En Nueva York, después de la muerte de mi hermano carnal, largas conversaciones con Frédéric-Yves Jeannet, hermano por elección. Unidos por la admiración común a Jean-Arthur Rimbaud y el suicidio de nuestros padres, la nueva herida causada por la decisión de Ignacio nos obligaba, necesariamente, a reinventar la vida, como exigió el maestro. «Yo no puedo pensar en suicidarme, porque a mí ya me lo hicieron antes». Frédéric lo dice plenamente convencido, él que ha resistido embates de la Oscura Señora y ya rebasó la edad de los 37 años que tenía su padre cuando abandonó este mundo.
     Los hijos de suicida vivimos con una espada encima. Nos indican una ruta de salida. Nuestro doble trabajo consiste en explorar otros senderos. En el cuento «Hansel y Gretel», de los hermanos Grimm, los niños perdidos en el bosque logran volver a casa gracias a la previsión de haber señalado el camino con piedras. La segunda vez no pueden reconstruirlo porque los trozos de pan esparcidos para marcar el regreso han sido comidos por los pájaros. Aunque no se lo proponga, el suicida traza para los suyos un camino. Los sobrevivientes lo reconstruyen, acaso también sin proponérselo; al mismo tiempo buscan y propician la llegada de pájaros del alma que borren los indicios del sendero que conduce al encuentro fatal con el espejo: no el que refleja lo que somos, o lo que creemos ser, sino el que pierde la batalla contra la mitad siniestra que acabará con nosotros, ese Señor Hyde embrutecido por el miedo y la impotencia ante una vida que no tiene otro remedio que aniquilar.
     Estamos en el piso 29 de un edificio en la calle 83. Debajo de nosotros se despliega la ciudad. Mi padre se arrojó desde un puente ridículamente bajo. De no haber obtenido la gloria y el alivio de la muerte, lo hubiera esperado una humillante invalidez. Abajo palpita la vida y palpita en nosotros. Somos dos mínimos participantes en la gran representación. No somos imprescindibles para el mundo ni primeras figuras, pero en este momento somos los primeros hombres en el mundo. El suicida descubre que es el último hombre sobre la Tierra, pero también, cuando algo muy dentro de sí le dice que el fin de sus dolores ha llegado, tiene un instante de plenitud que lo hace dios y creador de sí mismo, poderoso y omnipotente. Como el escritor cuando logra vencer ese no sé qué que lo mantiene vivo y al que es necesario matar para otorgar la vida.
     La nevada doblemente extraordinaria que cayó entre el 10 y 11 de enero de 1967 en la Ciudad de México está ligada a Ignacio porque nunca lo admiré como entonces. Mi padre nos había enviado a la biblioteca del Museo de Antropología para transcribir unos microfilmes. Ignacio era el caballero y yo su escudero. Como excelente y pulcro mecanógrafo que era, tecleaba mientras yo leía, en un libro barato e invaluable, A Study in Scarlet. Frente a su máquina del tiempo, mi hermano hacía vivos los trabajos y los días de héroes mexicanos. Afuera, Chapultepec nevado era Londres y salíamos, pubertos Holmes y Watson de Anáhuac, a soportar temperaturas inéditas, a convertirnos en pequeñas locomotoras que invadían el aire con su vaho personal, irrepetible. Creo que entonces conocimos verdaderamente la felicidad.
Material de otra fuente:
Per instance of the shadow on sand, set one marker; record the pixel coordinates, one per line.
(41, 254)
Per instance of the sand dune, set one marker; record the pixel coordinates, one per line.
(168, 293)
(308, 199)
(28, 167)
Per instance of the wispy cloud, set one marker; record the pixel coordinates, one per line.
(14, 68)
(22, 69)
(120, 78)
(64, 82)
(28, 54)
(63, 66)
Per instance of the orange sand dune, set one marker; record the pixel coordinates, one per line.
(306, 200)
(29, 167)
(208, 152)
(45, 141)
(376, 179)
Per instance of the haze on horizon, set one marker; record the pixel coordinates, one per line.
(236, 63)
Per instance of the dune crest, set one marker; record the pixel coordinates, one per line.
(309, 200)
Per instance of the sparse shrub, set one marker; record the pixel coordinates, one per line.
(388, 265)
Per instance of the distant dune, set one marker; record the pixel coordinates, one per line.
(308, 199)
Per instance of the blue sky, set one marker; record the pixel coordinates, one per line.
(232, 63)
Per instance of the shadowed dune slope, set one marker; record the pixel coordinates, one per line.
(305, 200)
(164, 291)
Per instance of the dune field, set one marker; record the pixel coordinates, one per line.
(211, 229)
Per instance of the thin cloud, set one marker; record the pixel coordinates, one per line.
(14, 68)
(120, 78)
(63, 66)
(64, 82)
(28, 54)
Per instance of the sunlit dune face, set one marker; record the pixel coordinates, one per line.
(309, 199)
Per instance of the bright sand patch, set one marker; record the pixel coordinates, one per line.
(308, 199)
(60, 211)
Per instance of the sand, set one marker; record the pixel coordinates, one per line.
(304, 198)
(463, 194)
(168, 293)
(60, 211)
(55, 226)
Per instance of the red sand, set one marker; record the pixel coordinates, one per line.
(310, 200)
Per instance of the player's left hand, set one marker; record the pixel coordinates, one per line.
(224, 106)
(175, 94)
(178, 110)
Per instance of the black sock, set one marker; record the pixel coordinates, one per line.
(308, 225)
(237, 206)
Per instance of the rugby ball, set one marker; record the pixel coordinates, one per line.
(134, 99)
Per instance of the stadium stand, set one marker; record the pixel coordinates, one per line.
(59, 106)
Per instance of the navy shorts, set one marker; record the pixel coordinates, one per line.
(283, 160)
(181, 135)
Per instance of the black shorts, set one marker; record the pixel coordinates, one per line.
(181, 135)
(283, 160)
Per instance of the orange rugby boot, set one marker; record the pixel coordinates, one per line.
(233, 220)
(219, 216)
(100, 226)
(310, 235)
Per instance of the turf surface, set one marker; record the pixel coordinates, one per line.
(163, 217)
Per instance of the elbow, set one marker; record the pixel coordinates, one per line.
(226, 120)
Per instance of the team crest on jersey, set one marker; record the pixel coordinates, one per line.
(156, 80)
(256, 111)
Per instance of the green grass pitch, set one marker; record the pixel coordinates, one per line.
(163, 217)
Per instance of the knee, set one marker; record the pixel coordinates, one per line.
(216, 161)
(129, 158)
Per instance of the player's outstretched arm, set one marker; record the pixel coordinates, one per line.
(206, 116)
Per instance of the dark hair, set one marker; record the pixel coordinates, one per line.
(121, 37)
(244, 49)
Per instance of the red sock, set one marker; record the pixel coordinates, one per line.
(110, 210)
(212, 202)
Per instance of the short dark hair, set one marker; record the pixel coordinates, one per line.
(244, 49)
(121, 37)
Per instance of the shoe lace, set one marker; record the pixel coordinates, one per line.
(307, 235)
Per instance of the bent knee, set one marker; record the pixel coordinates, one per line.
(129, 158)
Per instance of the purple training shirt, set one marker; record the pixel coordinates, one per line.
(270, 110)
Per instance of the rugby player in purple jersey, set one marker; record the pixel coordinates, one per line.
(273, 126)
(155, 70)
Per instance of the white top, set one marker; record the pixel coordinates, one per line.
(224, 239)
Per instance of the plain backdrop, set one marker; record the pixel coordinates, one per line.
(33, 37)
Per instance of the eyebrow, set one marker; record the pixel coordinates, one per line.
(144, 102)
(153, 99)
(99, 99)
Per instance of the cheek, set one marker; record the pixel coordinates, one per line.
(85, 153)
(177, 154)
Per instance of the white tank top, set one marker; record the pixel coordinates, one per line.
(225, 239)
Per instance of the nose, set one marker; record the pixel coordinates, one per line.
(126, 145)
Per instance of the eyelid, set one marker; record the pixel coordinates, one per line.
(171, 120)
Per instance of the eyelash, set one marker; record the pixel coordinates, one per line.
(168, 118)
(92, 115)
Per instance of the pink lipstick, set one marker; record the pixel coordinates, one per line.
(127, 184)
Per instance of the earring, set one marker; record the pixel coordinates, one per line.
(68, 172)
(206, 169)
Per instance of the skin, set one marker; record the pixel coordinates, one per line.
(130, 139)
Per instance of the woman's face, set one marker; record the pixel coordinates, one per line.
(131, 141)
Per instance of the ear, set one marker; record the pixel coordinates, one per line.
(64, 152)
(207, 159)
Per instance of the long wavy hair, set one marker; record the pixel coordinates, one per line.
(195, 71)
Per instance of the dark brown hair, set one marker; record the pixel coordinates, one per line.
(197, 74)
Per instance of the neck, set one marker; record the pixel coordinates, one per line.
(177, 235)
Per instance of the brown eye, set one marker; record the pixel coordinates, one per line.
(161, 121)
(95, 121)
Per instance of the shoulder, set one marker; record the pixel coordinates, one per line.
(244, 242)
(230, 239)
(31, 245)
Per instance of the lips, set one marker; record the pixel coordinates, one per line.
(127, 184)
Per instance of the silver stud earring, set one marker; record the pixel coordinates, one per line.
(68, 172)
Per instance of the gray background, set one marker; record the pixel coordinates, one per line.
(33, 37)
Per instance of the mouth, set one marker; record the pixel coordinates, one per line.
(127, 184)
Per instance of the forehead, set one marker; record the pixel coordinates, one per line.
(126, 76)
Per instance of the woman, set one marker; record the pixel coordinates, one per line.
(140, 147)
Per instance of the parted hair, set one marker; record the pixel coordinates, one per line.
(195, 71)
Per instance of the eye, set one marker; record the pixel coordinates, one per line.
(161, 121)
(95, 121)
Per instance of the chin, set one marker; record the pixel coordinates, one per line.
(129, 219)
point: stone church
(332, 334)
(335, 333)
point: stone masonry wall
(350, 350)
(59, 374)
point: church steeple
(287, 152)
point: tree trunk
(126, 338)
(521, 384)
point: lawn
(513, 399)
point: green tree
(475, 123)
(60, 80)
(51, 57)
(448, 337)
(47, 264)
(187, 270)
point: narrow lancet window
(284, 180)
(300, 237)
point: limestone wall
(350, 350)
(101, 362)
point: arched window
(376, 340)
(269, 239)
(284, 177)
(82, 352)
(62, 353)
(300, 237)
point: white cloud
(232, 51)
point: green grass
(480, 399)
«Manito», nos decíamos, cuando el cariño no conocía barreras ni convenciones, cuando la palabra hermano aún no nos hacía enemigos ni parientes incómodos. Ya no nos dábamos la mano, como en la fotografía infantil, pero cuando emprendíamos nuestras sistemáticas exploraciones por la ciudad, su mano mayor iba en mi hombro, la mía en el de Javier, mi hermano menor. Manito. Caminábamos dueños de la ciudad, queriéndolo todo, necesitando nada. Invencibles.